La hipótesis de la desconexión -que sustituye a la metáfora del choque de trenes-, desde mi punto de vista, tiene una base empírica y racional. En primer lugar, porque si el Estado hubiera sabido que con un choque frontal podía parar el proceso, ya habría recurrido a él. En cambio, en términos ferroviarios, hasta ahora no ha pasado de querernos hacer descarrilar. Y en segundo lugar, porque todos sabemos que quien fuera responsable de un choque abierto -por su parte, suspensión de la autonomía, inhabilitación del presidente o recuperación forzada de competencias como el orden público o, por nuestra parte, recurso a la violencia- perdería la partida a los ojos de los mismos catalanes y ante la mirada internacional.

 

También con estos ojos hay que considerar la abstención de CiU a la ley orgánica que hará posible la abdicación y el relevo de Juan Carlos I. Ahora bien, este caso pone encima de la mesa la cuestión de cómo habrá que proseguir en este proceso de desvinculación a lo largo de los próximos meses.
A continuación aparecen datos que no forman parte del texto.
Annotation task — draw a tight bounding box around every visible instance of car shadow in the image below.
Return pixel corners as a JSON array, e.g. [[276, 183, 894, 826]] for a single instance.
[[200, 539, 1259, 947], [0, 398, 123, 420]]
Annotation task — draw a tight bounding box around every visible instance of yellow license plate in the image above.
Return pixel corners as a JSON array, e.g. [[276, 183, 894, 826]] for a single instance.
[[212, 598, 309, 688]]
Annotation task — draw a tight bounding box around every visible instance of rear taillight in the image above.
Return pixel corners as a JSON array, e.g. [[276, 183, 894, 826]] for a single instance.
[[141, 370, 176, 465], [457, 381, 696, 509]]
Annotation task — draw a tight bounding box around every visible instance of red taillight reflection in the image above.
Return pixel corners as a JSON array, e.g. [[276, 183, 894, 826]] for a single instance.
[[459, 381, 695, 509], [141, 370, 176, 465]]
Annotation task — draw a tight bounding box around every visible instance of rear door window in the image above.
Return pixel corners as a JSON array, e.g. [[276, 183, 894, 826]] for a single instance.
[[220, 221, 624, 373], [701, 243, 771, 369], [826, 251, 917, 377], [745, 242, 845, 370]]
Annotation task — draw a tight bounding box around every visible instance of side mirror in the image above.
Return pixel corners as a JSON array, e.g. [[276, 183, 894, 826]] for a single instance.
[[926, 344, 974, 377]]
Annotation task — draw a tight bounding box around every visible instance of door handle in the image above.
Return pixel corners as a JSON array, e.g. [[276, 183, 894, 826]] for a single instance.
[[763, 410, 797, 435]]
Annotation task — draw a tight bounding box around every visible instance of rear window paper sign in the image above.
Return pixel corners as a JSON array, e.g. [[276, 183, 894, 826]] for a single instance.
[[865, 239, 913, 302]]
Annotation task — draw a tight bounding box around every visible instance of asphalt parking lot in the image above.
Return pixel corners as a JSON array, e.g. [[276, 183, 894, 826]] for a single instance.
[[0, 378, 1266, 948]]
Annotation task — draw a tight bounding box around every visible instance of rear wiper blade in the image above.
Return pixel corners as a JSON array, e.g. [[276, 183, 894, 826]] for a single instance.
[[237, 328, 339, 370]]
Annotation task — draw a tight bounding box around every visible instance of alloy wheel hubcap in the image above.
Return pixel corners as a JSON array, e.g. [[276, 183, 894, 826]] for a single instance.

Una posible respuesta la dio el propio profesor Joan Vergés hace quince días, cuando en la presentación de su libro sugería la conveniencia de abandonar progresivamente las instituciones españolas. Desde no presentarse a las próximas elecciones generales, hasta presentarse pero no ocupar los escaños o, incluso, ocuparlos pero no servirse de ellos. Se trataría de una práctica de retractación (deseiximent), desde mi punto de vista más eficaz que la desobediencia civil, y que habría que tener planificada. Habrá que ir pensando en ello.